Treyarch, developers of Call of Duty: Black Ops 4, released the series first battle royale title, Blackout, last year. Upon launch, the mode was received relatively well, but there were some glaring issues. These problems didn’t even relate to gameplay either, which is a real shame since Blackout played exceptionally well.
With Call of Duty: Warzone, however, Infinity Ward has improved upon many of the areas where Blackout lacked, although there are many differences between the two games as well.
Simplifying your experience
For starters, Warzone is completely free for all players and systems. While there’s a meaty download, if you don’t own Modern Warfare, it’s still better than paying $60 to gain access to the battle royale like what was required with Blackout.
To go along with this, Warzone is cross-platform capable, meaning you can play with anyone regardless of their system. Blackout, of course, was not cross-play, as the feature only just came to Call of Duty this year.
Warzone offers more customization
In terms of gameplay, Blackout wasn’t as diverse in the items you could loot. Of course, you have perks, attachments, equipment, etc., but that’s about it. With Warzone, there’s killstreaks, a wider variety of equipment, and Cash, which is used at Buy Stations to purchase even more items.
There are multiple ways to earn Cash, with the simplest being simply finding it on the ground. However, players can also complete in-game Contracts, which come with their own risks and rewards. In Blackout, you were simply stuck with whatever you happened to find on the ground, making the matches a little more luck-based than in Warzone.

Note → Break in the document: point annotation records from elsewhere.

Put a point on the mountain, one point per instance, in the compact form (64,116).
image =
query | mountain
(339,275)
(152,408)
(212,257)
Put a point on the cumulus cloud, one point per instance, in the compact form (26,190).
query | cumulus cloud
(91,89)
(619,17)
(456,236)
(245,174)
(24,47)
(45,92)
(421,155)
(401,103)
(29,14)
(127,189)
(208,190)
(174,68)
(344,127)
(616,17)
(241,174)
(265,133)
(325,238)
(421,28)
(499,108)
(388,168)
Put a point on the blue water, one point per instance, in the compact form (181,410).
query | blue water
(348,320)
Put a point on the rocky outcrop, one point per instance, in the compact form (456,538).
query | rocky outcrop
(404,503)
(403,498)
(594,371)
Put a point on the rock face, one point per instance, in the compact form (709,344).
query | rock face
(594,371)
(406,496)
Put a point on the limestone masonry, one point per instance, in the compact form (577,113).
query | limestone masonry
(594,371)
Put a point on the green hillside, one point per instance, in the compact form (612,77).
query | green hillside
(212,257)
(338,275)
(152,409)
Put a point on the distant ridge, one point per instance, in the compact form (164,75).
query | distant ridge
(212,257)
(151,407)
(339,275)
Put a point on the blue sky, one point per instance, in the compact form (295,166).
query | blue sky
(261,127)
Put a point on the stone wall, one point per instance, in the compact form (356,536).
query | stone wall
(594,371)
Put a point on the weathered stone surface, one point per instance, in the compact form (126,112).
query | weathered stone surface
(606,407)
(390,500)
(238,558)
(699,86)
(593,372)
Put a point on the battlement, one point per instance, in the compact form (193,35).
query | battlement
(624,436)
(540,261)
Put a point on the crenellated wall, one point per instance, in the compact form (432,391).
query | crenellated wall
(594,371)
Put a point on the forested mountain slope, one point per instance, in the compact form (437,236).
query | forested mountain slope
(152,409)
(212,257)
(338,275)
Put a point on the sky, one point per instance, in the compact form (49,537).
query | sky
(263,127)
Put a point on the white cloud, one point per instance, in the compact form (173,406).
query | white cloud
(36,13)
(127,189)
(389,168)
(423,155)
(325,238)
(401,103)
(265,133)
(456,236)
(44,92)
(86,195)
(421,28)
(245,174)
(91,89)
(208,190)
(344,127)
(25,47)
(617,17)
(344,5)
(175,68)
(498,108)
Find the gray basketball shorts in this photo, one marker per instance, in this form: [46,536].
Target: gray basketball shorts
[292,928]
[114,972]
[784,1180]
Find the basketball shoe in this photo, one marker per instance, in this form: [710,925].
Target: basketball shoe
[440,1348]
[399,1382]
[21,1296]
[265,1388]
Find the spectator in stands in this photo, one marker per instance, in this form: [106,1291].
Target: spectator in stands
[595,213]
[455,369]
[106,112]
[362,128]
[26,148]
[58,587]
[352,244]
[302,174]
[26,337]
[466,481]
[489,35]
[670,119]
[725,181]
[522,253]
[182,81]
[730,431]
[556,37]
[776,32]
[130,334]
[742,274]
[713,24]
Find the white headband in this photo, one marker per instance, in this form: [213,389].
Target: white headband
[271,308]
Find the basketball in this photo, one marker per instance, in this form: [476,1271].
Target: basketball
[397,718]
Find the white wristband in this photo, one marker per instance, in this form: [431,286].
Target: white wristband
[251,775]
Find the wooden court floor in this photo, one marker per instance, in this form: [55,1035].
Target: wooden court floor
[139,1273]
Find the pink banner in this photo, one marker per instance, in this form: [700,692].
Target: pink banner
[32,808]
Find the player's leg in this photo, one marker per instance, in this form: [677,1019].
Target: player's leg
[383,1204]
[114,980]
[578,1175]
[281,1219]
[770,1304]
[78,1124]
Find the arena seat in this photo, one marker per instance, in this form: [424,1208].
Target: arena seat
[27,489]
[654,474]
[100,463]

Speaking of Cash and Buy Stations, Warzone allows you to purchase Self-Revive Kits, among other things, and you can even buy your dead teammates and get them back into the match. Although, the teammates are allowed to get back themselves with the Gulag. This is a respawn system where you fight against another eliminated player. If you win, you drop right back into the ongoing match.
There are also some smaller differences like the map size, but the distinctions made above are what we feel most separate Warzone from Blackout.